The success of the campaign also saw organic website traffic of 115,809 unique users; a digital conversion rate of 45%; and a database growth of 189%. The campaign not only built up the students’ trust, it also helped the event reduce the cost per attendee. This was critical at a time when the UAE was experiencing its highest rate of inflation for seven years.

To overcome inflationary pressures, Lakhiani says her team optimised digital campaigns using relevant content to increase engagement and reduce PPC costs; changed printed materials to sustainable digital resources and leveraged economies of scale through bookings for multiple events.

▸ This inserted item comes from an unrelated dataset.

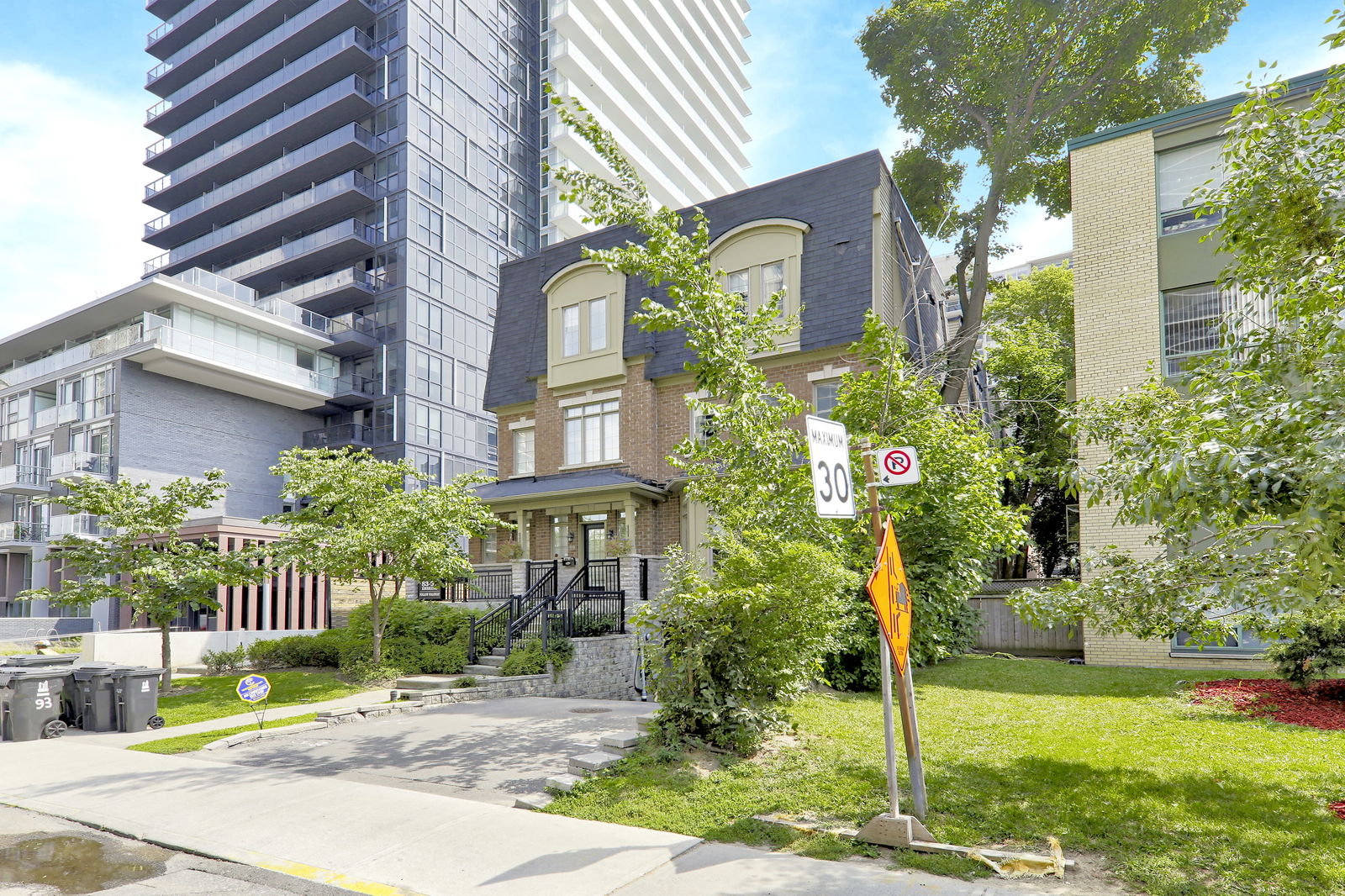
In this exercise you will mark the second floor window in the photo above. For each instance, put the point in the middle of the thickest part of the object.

Lakhiani says the event’s marketing strategy involved an innovative and integrated approach, which harnessed digital and traditional marketing techniques, including above-the-line marketing, PR, SEO, email campaigns and social media to engage in effective ways. “With growing competition, we focused intently on each target audience, including students, parents, teachers, and postgraduate applicants, to differentiate and tailor our campaigns.”

Najah

Knowing your audience

To resonate with its digitally savvy audience, the Najah team used featured articles on ‘trending topics’ to place advertisements which were featured in the digital versions of leading newspapers. They also created a parent-student social media series with interviews on topics important to Gen Z students and used a wide range of formats including posts, videos, GIFs, reels and stories to engage the audience.

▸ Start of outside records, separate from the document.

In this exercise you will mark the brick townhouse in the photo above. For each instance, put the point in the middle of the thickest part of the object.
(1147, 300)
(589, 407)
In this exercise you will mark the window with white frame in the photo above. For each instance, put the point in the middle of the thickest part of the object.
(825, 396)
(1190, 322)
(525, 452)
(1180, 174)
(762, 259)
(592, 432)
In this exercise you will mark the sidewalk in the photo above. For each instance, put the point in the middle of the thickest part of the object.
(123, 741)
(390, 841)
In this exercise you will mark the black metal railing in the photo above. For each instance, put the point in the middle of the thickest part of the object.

“Our digital content was tested in various formats for each audience,” says Lakhiani. “The campaigns were optimised for the best performing and the messages were constantly refined.” She adds: “The most important thing is that we tried to make our event sustainable, which is important to Gen Zs who are often environmentally focused. We also tried to work with People of Determination [The UAE’s term for people with disabilities] and gave them opportunities at the event.”

Overall, Lakhiani says the combination of quality content, creatively designing the experiences through different touchpoints and dynamic digital marketing efforts resulted in a strong performance. The event saw a 32% boom in revenue, with Najah Dubai revenue up 45.3%, as well as a 64.7% saving in marketing cost per attendee.

“Our success with Najah is a testament to how modern marketing techniques can deliver excellent outcomes for complex scenarios. There are always creative solutions to be found.”

Creativity

As for exhibition marketing in general, Lakhiani has nothing but positive remarks: “Creativity is required in more than one way. This is not necessarily the same creativity you would need when you work in an advertising agency. It’s rather the creativity that you need to design attendee and exhibitor experiences before, during and after the event. That is a kind of creative work on multiple levels: meeting design, interaction design, web, advertising, email marketing, social media, print advertising, sponsorship campaigns… there is

no end for creative ideas.”

Lakhiani doesn’t expect digital media will ever replace face-to-face events but sees the two as a “partnership made in heaven”. 

“People want to meet in real life, they want to know if they can trust a person or a vendor or exhibitor, and that trust cannot usually be built by digital media alone. That said, events are the perfect playground for digital extensions of real-life encounters.

“Nothing ever stays the same. Every event is different, and re-inventing the wheel is part of our fantastic journey as event marketers. ‘That’s how we always did it’ is a sentence  that I believe you won’t hear from great event marketers.”